Tina Donahue said...

I had no idea you had music in your background, Tim. Fascinating post. I'm always amazed at how musicians/artists compose songs. They seem so intricate to me because I know zip about the field. But it is similar to writing. Fans often ask how I plot and pull everything together. The best I can tell them is that it's like a puzzle. I would imagine composing is the same.

jean hart stewart said...

Fascinating, Tim, and just thinking of some of those old tunes is romantic. Can't really understand how some of the clanging sounds of today music could set the same mood,,Thanks for an enjoyable post.

Fiona McGier said...

My Dad was a HUGE music fan...in fact her moved to Chicago when he crossed "the pond" from Scotland, to be near the blues musicians he'd been listening to for years, buying their 78s as imports. He got to meet many of his idols, like B.B.King and Louis Armstrong.

He also loved classical music and told me that when Ravel's Bolero was first played the audience was shocked! Absolutely shocked! As I listened to it, I asked him why. He told me that it mimics the act of sex: first it's so quiet you almost can't hear it, then it gets steadily more intense with each repetition.
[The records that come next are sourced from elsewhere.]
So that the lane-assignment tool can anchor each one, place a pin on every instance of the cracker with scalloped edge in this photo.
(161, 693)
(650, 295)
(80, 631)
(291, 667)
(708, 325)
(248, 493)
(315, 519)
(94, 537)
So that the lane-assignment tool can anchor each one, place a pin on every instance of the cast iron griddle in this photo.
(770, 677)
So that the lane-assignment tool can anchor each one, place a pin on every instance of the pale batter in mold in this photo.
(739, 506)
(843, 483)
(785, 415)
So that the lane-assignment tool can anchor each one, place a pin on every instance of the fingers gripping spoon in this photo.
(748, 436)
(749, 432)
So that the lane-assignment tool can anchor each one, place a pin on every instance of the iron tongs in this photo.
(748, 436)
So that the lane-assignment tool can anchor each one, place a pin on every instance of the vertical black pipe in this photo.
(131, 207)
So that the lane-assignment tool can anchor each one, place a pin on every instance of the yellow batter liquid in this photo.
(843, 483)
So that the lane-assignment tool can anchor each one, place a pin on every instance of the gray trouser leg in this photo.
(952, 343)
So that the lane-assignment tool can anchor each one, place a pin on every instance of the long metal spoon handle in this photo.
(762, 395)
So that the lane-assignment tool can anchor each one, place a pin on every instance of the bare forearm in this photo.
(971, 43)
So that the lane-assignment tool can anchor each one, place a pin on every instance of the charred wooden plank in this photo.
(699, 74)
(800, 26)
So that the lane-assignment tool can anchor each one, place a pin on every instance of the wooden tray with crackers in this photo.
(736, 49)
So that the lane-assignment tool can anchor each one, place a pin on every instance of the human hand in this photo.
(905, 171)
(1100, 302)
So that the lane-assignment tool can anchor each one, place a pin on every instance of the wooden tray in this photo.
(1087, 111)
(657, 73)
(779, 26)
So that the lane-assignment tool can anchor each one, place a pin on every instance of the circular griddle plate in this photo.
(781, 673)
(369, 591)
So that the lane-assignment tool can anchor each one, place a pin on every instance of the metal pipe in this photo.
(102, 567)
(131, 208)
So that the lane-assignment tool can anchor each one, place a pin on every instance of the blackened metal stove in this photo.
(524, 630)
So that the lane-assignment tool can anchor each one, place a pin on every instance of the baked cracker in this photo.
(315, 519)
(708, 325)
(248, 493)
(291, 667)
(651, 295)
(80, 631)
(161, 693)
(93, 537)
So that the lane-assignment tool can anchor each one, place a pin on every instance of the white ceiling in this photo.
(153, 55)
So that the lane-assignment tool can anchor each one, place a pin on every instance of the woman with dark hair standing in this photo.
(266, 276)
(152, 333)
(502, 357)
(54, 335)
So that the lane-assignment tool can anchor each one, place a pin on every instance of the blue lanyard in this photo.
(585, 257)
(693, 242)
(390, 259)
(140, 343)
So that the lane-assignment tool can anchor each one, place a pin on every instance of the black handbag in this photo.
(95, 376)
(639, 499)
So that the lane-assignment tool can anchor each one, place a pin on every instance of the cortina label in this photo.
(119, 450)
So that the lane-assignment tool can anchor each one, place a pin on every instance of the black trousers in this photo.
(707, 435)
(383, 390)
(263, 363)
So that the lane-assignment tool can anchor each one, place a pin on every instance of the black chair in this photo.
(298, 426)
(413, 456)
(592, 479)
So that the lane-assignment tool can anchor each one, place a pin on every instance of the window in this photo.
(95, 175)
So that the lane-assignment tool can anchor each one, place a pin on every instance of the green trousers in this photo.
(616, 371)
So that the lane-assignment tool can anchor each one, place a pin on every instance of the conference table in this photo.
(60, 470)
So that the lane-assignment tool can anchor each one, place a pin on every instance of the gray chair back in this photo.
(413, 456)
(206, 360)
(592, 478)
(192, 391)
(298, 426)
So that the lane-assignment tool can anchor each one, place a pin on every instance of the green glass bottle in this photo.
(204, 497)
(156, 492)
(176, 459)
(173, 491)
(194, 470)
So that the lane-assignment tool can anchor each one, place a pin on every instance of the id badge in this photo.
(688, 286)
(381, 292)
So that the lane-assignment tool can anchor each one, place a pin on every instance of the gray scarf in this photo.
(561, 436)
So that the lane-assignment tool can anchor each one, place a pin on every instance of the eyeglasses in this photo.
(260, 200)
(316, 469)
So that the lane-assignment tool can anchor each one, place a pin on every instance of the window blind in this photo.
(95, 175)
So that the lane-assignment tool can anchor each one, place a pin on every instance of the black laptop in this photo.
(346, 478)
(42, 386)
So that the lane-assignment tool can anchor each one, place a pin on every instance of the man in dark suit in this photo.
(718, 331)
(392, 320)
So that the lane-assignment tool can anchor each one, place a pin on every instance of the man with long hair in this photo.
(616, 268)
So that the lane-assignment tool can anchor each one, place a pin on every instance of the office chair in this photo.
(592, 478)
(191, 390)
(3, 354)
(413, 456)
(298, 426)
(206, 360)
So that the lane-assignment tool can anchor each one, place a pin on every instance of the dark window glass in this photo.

There's only a slight variation once in a while, otherwise it's the same tune over and over again until it reaches such a grand crescendo that it literally "explodes" with sound!

Now that I'm old and know more about such things, I'd have to say it's the musical depiction of a male's sexual experience, because if it was the female's, there would be repeated explosions, each one bigger than the last one, until the huge one...then there'd still be "after-shocks" of tiny ones that gradually abated to a satisfied hum. Why doesn't someone compose that?

Oh, and my husband prefers LP sound also, but he sacrifices for the convenience of I-Pods.

Tim Smith said...

Tina, you're right about composing/arranging being akin to plotting a story - it's all about putting the pieces in the right order, like a puzzle.

Fiona, if Bolero had been composed any time after the 19th century it wouldn't come across as sexist LOL. Keep in mind that Ravel was a horny Frenchman, so... I had heard your analogy in college but never saw it put to such funny use as in that movie. Proves my point that Blake Edwards was one of the wittiest sceenwriters of all time.